Maybe that experience set me on a course for my life. The more I get to know the desert intimately and the more I look death in the eye without any of its heavy perfumed niceties, the more alive I feel.
There is life in the desert and death completes the cycle of life.
It is beautiful and painful, joyous and heartbreaking.
I feel emotions more prominently in the desert. Everything is sharper here. Here is where I left the foggy haze of religion and found the stark reality of God. The shadows are darker here because the light is stronger. I don’t want to drip and drizzle my way through life. I want to be at peace in the heat or I want to rage within the storm.
This pattern shows up in many ways in my life, this ebb and flow, this parable hare. In my love of rock climbing and hatred of hiking. Why endure a sickening steady plod up a mountain when you could instead rip your way up a boulder and then kick back on a crash pad and watch your friend do it next?
Of course, I am learning to implement small consistent changes and routine in my life. Not everything is dramatic. If my life was a movie, the day-to-day stuff would either look really peaceful or really fucking boring. And I like it that way.

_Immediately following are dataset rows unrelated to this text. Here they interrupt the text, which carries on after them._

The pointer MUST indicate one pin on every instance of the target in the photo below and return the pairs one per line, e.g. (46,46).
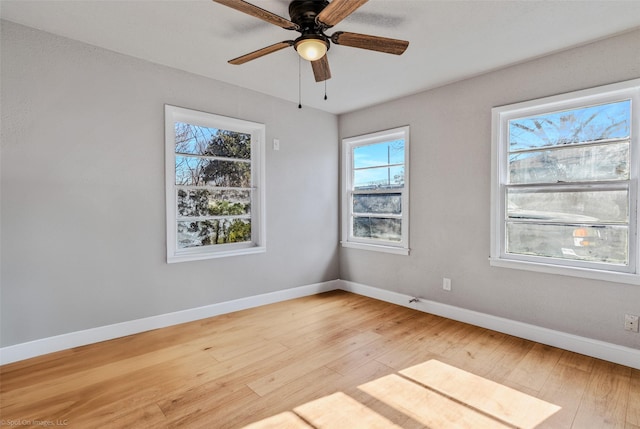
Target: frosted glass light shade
(311,49)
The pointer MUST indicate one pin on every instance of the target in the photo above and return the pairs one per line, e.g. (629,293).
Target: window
(214,185)
(376,191)
(565,172)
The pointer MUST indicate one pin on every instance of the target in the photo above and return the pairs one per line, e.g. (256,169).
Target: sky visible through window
(379,164)
(600,122)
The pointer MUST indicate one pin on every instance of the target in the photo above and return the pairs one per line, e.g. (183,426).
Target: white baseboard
(89,336)
(586,346)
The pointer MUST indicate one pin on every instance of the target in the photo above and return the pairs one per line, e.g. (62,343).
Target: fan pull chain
(299,83)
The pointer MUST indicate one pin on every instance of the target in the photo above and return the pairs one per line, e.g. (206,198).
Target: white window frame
(175,114)
(348,239)
(500,135)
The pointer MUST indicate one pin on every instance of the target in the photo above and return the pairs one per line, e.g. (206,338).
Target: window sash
(501,183)
(350,238)
(176,253)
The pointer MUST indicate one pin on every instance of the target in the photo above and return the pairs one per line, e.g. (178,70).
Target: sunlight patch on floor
(432,393)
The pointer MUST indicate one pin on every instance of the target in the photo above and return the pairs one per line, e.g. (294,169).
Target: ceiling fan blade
(261,52)
(338,10)
(260,13)
(321,69)
(372,43)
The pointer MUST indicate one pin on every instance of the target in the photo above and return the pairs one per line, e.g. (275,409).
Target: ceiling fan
(311,18)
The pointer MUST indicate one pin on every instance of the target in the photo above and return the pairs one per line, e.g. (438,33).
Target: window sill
(199,256)
(376,248)
(609,276)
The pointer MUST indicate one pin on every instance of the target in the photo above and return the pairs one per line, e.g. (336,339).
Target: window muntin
(214,201)
(375,201)
(567,181)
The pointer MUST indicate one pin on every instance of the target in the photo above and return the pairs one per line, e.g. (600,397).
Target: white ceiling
(449,40)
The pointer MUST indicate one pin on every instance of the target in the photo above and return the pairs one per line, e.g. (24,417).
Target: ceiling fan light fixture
(311,49)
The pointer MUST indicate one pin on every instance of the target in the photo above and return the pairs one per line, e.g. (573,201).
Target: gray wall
(83,207)
(450,191)
(82,193)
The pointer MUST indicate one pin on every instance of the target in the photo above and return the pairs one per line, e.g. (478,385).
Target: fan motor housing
(304,12)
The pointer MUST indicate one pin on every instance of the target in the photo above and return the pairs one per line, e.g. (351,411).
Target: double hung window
(566,183)
(376,191)
(214,185)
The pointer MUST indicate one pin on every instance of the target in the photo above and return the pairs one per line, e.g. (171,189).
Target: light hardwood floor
(334,360)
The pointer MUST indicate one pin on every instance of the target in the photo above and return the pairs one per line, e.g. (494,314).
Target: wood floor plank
(604,403)
(339,411)
(263,363)
(427,407)
(494,399)
(565,387)
(286,420)
(532,372)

But in matters of the heart, things that bring out the strongest emotions in me like writing and rock climbing and nature and romance—I am not steady at all. I welcome the heat and the flood, the cracks and the blood, the ebb and the flow, the stop and the go.
Secretly I think I’m a phoenix, and that burning is good for me. Burn me to a crisp. Douse the heat with a storm. Emerge from the puddle, dripping black ash and red blood, a wobbling fledgling. Dry off in the heat. And take to the sky once more, stronger and sharper and freer.
I promise to love the desert with all my heart, until death do we part.